Looking back with my mum over a box of love letters truly awakened me to the loss that we have suffered with this new rise of technological interaction. No longer can we trace back the memories preserved forever in fragments of paper that, like the grave of a lost-one, act as memento mori, a means of remembrance and immortalisation. Texts and emails, instant messages and snap-chats are fantastic in their instant gratification, yet they leave no physical trace of emotion, no substantial evidence that can be kept forever. Yes, one can follow back long lists and lines of Facebook chats, yet all these are merely ethereal and stored, quite literally, in a cloud.

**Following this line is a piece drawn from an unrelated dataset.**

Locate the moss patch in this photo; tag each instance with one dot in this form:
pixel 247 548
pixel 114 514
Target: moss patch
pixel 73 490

We have undeniably gained in these new technological leaps towards progress; we have benefited from the speed, the practicality and the ease of technology, as well as the environmental benefits that promise future global sustainability. Yet, for me, a shameless lover of the written word, a believer in the power of materiality as evidence of emotion, we have not merely exchanged a traditional mode of address for technological updates: we have lost a world. We have lost souvenirs to safeguard, secrets to treasure, legacies to leave behind and the heritage of a letter stained in love that we can have and hold forever. The death of the love letter arguably marks much more than a technological shift: it portrays the loss of love itself. Texts and emails aren’t carefully composed with precarious pondering over each individual line and phrase, trying to write perfectly, eligibly, beautifully… they are mechanically contrived, filled-up with symbols and emojis, and tapped out rapidly on a tiny keyboard, not inscribed in ink. Thus, with the loss of the written word, with the death of the love letter, are we becoming loveless, less emotional, more mechanical and ultimately stepping towards a senseless robotic existence? Or is this merely the melancholy perception of a memorabilia-mad language-lover?